Tami Oldham wakes up half submerged. Her boat is water logged, the mast has snapped, and her sailing partner and fiancé is nowhere to be seen. Baltasar Kormakur’s feature is a true story of courage and perseverance despite unbelievable bad luck and hardship. The plot follows young couple Tami and Richard, embarking on a trip from Tahiti to San Diego when their boat is caught up in Hurricane Raymond – a category 4 hurricane that swept across the Pacific in 1983. Stranded and apparently alone, Tami must pull herself and the boat together in order to make it to land.

Tami’s story, regardless of the truth behind it, is unfortunate in that it follows a host of stranded-survival screen adaptations. The character’s resourcefulness in the face of adversity doesn’t better the formula proposed by Cast Away, and the almighty Ocean as an antagonistic force was better used in JC Chandor’s All is Lost. The script doesn’t boast any life affirming fantastical splendour a la Life of Pi, or even a shark trying to eat the protagonist like 2016’s The Shallows.
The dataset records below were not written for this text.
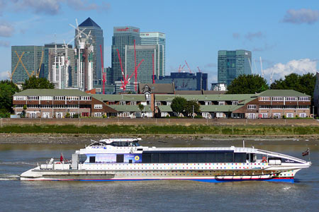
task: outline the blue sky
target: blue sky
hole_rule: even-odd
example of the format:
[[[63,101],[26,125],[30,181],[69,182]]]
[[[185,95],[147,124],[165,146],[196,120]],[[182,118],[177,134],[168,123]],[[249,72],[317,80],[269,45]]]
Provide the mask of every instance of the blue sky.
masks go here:
[[[91,17],[103,30],[104,66],[111,66],[113,26],[166,33],[167,73],[186,60],[217,81],[218,50],[252,52],[267,80],[315,73],[319,59],[318,1],[0,0],[0,78],[11,71],[11,45],[68,42],[69,23]],[[55,36],[55,34],[56,35]]]

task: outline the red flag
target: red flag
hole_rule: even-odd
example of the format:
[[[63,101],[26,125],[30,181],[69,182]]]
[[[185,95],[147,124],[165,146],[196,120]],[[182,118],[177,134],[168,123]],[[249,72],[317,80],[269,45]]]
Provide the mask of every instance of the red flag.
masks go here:
[[[309,155],[309,148],[308,148],[305,152],[303,153],[303,156]]]

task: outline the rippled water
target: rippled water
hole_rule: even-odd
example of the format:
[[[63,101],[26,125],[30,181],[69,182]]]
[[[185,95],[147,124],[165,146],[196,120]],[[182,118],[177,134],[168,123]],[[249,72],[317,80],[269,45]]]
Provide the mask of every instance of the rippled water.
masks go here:
[[[251,143],[256,148],[298,158],[302,158],[301,152],[309,146],[313,165],[298,172],[294,184],[266,182],[214,184],[167,180],[25,182],[18,180],[18,175],[33,167],[37,162],[44,162],[51,157],[58,158],[62,151],[66,158],[71,158],[74,151],[84,146],[0,144],[0,211],[318,211],[318,142],[289,144],[272,141],[264,142],[262,146],[262,142],[258,141]],[[173,146],[169,142],[158,144]],[[229,146],[229,143],[216,145]],[[303,159],[308,160],[308,157]]]

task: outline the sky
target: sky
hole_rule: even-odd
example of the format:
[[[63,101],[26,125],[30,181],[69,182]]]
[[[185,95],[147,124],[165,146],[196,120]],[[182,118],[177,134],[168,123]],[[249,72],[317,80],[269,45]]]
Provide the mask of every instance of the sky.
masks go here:
[[[261,57],[269,81],[319,66],[319,1],[0,0],[0,79],[11,72],[11,46],[67,42],[69,24],[88,17],[103,30],[105,67],[113,28],[128,25],[166,34],[167,75],[186,60],[216,83],[218,50],[252,51],[252,73],[261,74]]]

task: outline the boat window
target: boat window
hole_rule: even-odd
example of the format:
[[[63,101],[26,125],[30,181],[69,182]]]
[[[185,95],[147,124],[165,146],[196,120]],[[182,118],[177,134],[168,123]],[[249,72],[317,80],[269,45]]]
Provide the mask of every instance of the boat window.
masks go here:
[[[95,163],[95,156],[90,156],[90,163]]]

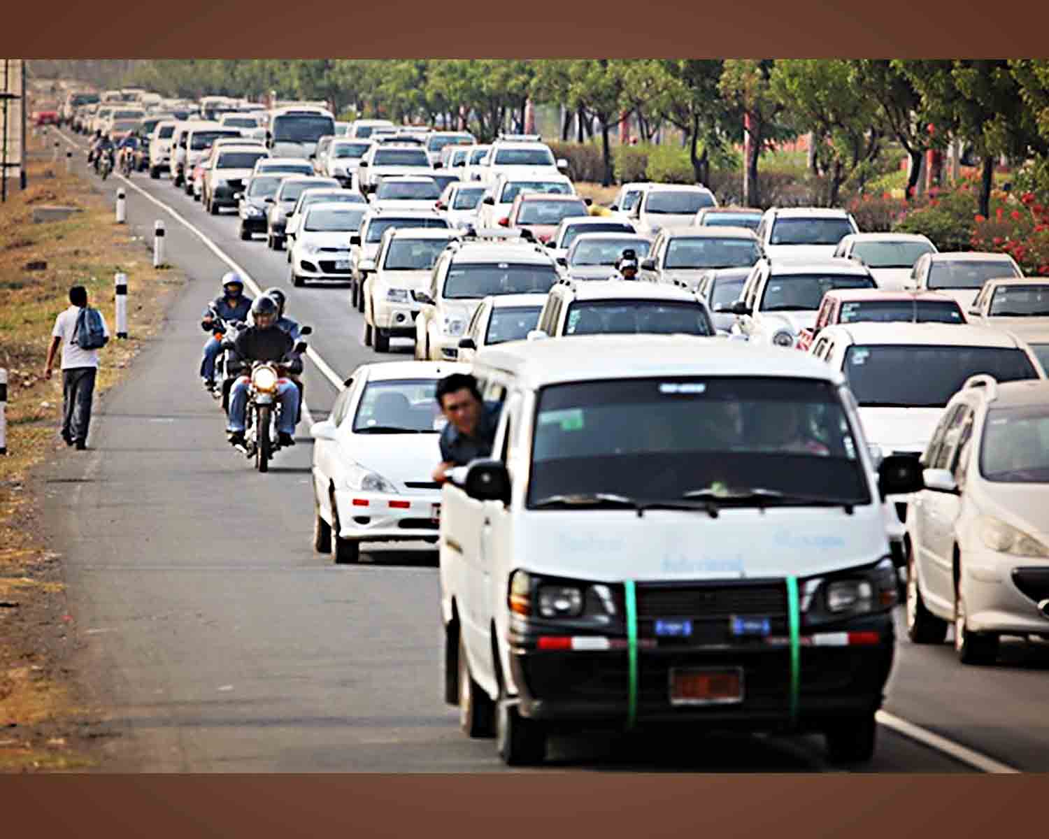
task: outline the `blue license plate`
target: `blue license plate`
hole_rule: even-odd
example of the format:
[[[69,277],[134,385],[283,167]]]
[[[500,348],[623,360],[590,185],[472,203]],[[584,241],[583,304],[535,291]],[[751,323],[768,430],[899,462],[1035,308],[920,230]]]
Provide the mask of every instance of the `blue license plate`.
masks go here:
[[[767,636],[772,631],[772,621],[768,618],[735,618],[731,619],[734,636]]]
[[[666,638],[686,638],[692,633],[691,621],[656,621],[656,634]]]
But for Kormakur, Tami’s story is worth telling, largely because of the romantic element.

Richard and Tami’s on screen relationship could rival Romeo and Juliet in its passion and care. As the film oscillates between scenes on the boat and of the two falling in love, there is a sense that the soulmates are a little too cinematically perfect for one another. The dialogue feels too romantically stylised – there are moments when Tami calls Richard out on the ridiculousness of the words jumping from his eager lips. Whether or not this detracts from the reality of their relationship, their obvious love for one another goes a long way in heightening empathy as the plot develops. It is hard not to invest when Tami finds Richard clinging to an upturned lifeboat, as her panic bypasses relief in turning to sheer determination that they will survive together. A brilliantly cast Shailene Woodley gives an emotionally mature performance, and Sam Claflin offers welcome support. Thankfully, their chemistry is utterly believable, carrying an otherwise sentimentalised romance.

The couple’s struggle is quite superbly brought to life, aided to no end by impressive technical design. The sound mixing, though abrasive, is ultimately chilling, perhaps the biggest factor in indicating the danger the characters face. Though not exploited to its full potential, Kormakur rightfully takes the time to marvel at the sheer power of nature – the camera feels the force of each wave hitting the boat, letting the sea control our perception. Robert Richardson's cinematography elevates the film with breathtakingly intense unbroken shots, and playful uses of vibrant colours.

You’d be forgiven to sigh at the end of the film’s first sequence: the predictable zoom out to capture the vastness of the empty landscape surrounding our protagonist. But Kormakur is winking at the convention. And though he relies a little too much on the weight of a third act blow, the director is confident in his work, helpfully reminding us what we have witnessed is a true story. With Richardson’s immeasurable help, Kormakur delivers a film that acknowledges the limitations and clichés of the situation, but strives to impress even the most weary viewers. And if the genre wasn’t quite so prohibited by those limitations, Adrift might have been remarkable.